Oczar wirginijski – charakterystyka
Oczar wirginijski to roślina porastająca dziko wschodnie wybrzeża Ameryki Północnej – znaleźć ją można zarówno w pobliżu pól i lasów, jak i wzdłuż autostrad. Specjalną cechą tego gatunku jest pora kwitnienia, przypadająca na późną jesień. Inne rośliny z rodziny oczarowatych różnić się będą terminem zawiązywania pąków kwiatowych, kolorem kwiatostanów czy terytorium występowania w naturze. Oczar wirginijski swoją potoczną nazwę – złoto Indian, zawdzięcza cudownym właściwościom leczniczym. Roślinę tę wykorzystywały plemiona indiańskie na przykład do przyspieszenia gojenia się ran.

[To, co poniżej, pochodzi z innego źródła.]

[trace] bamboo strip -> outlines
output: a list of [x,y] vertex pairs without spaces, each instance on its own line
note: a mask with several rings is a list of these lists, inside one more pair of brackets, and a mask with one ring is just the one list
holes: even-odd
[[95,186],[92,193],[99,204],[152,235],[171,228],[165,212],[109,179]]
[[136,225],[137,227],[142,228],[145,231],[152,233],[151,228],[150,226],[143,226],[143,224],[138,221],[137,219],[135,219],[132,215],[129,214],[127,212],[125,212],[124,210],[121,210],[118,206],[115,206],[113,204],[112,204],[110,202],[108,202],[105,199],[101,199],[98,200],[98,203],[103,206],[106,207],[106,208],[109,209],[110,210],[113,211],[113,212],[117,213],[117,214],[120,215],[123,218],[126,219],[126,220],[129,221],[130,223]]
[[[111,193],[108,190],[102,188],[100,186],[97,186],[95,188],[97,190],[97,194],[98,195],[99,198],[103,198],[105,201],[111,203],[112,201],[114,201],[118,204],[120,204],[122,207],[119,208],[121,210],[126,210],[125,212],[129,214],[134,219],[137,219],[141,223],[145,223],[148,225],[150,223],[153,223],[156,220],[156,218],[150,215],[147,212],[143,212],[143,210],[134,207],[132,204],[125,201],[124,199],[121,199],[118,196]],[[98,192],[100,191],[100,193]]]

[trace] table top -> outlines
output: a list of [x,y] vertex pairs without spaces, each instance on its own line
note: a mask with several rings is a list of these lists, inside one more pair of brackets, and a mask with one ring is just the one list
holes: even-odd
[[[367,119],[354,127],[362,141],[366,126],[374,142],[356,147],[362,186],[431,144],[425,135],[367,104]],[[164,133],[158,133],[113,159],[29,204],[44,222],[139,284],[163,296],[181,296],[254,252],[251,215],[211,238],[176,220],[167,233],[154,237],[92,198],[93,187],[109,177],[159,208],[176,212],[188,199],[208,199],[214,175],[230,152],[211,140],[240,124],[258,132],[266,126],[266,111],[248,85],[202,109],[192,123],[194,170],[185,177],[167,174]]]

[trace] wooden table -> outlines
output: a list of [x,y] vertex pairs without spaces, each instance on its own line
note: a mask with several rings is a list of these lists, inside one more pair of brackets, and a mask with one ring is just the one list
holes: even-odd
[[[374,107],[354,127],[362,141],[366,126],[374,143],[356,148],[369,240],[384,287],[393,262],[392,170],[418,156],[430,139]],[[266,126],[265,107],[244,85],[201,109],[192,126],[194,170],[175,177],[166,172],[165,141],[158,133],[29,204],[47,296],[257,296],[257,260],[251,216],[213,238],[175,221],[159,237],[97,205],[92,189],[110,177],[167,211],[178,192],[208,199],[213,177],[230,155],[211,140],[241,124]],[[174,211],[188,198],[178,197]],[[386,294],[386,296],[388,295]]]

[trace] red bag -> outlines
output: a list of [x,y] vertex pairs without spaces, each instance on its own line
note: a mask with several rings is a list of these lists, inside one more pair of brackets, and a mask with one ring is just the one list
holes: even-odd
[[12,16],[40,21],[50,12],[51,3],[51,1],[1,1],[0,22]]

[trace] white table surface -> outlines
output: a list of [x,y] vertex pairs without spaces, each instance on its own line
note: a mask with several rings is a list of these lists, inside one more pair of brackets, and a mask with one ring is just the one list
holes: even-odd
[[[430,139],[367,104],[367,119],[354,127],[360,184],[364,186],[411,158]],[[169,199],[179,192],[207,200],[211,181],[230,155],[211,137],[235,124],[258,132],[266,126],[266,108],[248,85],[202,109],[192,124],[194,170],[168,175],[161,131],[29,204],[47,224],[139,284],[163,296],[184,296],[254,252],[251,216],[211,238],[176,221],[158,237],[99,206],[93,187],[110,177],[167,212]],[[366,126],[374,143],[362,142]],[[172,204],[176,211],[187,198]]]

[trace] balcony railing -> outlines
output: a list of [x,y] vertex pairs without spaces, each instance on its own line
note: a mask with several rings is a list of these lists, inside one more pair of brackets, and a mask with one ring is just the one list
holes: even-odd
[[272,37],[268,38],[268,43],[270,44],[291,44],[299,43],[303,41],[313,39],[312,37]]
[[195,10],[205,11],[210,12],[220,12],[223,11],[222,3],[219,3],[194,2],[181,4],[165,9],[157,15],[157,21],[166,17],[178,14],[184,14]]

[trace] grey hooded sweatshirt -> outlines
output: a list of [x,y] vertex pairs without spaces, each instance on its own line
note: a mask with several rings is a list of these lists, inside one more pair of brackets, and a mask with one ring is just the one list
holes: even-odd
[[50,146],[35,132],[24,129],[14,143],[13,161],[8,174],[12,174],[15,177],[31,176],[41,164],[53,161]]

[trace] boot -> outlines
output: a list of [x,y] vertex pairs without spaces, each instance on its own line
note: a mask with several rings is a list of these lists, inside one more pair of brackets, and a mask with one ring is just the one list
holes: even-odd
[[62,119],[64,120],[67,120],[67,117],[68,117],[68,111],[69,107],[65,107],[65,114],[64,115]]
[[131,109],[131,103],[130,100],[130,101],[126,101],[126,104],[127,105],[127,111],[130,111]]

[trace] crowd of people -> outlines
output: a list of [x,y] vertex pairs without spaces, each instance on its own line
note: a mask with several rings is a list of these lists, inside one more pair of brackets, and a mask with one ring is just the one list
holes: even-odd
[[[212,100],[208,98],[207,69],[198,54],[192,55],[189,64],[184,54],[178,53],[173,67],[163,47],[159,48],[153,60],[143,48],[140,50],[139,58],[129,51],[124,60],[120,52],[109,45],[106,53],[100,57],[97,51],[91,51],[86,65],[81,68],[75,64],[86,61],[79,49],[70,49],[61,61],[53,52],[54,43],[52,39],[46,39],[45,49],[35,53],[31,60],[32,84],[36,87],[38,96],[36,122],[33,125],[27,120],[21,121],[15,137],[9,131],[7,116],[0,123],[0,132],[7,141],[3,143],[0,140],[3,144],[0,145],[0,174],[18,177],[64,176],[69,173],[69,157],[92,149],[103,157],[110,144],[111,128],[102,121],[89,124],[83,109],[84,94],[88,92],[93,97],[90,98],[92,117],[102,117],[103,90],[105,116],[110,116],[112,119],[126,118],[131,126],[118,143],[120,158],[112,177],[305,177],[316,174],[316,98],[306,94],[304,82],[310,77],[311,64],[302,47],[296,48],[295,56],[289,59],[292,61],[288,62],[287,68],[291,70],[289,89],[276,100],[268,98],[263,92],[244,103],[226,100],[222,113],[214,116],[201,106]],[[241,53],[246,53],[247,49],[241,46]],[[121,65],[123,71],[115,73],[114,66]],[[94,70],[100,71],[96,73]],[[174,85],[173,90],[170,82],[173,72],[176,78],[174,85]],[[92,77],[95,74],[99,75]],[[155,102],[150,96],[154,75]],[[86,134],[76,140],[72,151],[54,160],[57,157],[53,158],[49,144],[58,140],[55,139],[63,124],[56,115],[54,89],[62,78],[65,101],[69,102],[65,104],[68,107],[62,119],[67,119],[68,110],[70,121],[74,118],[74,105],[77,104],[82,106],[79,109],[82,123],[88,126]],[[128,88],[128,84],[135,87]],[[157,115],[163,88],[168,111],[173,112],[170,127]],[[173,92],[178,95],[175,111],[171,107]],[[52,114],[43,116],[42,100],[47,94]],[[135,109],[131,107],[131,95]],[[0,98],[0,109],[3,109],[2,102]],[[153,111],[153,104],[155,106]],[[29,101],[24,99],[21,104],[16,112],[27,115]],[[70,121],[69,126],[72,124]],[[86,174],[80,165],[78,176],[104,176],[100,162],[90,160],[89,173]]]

Oczar wirginijski będzie też wspaniałą ozdobą ogrodu, zachwycającą zwłaszcza zimą. Ożywi on posesję w czasie, gdy większość roślin trwa w stanie spoczynku. Ten gatunek oczaru ma bardzo rozłożysty pokrój, będzie potrzebował więc sporo miejsca wśród zieleni ogrodowej. Jego liście mają jajowaty kształt i karbowane brzegi. Jesienią wybarwiają się na intensywną żółć. Kwiaty są niezwykle dekoracyjne, o nietuzinkowym wyglądzie. To podłużne płatki w żółtym kolorze, zebrane w grona boczne. Kwiaty na oczarze wirginijskim mogą utrzymać się nawet do stycznia. Roślina wydziela również intensywny, słodki zapach. Gatunek ten będzie tworzył torebki nasienne po przekwitnięciu. Ziarna można zbierać jesienią następnego roku.
Oczar wirginijski – warunki uprawy
Sadzonki oczaru wirginijskiego w doniczkach zakupimy w wielu centrach i sklepach ogrodniczych. Jeżeli decydujemy się na uprawę tego gatunku w gruncie, powinniśmy wybrać na sadzenie termin od jesieni do wiosny. Odpuśćmy kopanie, jeśli ziemia jest silnie zamarznięta. W celu posadzenia oczaru kopiemy dół szeroki, lecz stosunkowo płytki. Wynika to z faktu, że roślina ta nie wypuszcza korzeni mocno w głąb ziemi. Wystarczy zrobić w glebie dołek na wysokość doniczki. Gdy wybieramy uprawę oczaru w pojemniku czy w donicy, nie ma znaczenia, kiedy przesadzimy nasz okaz.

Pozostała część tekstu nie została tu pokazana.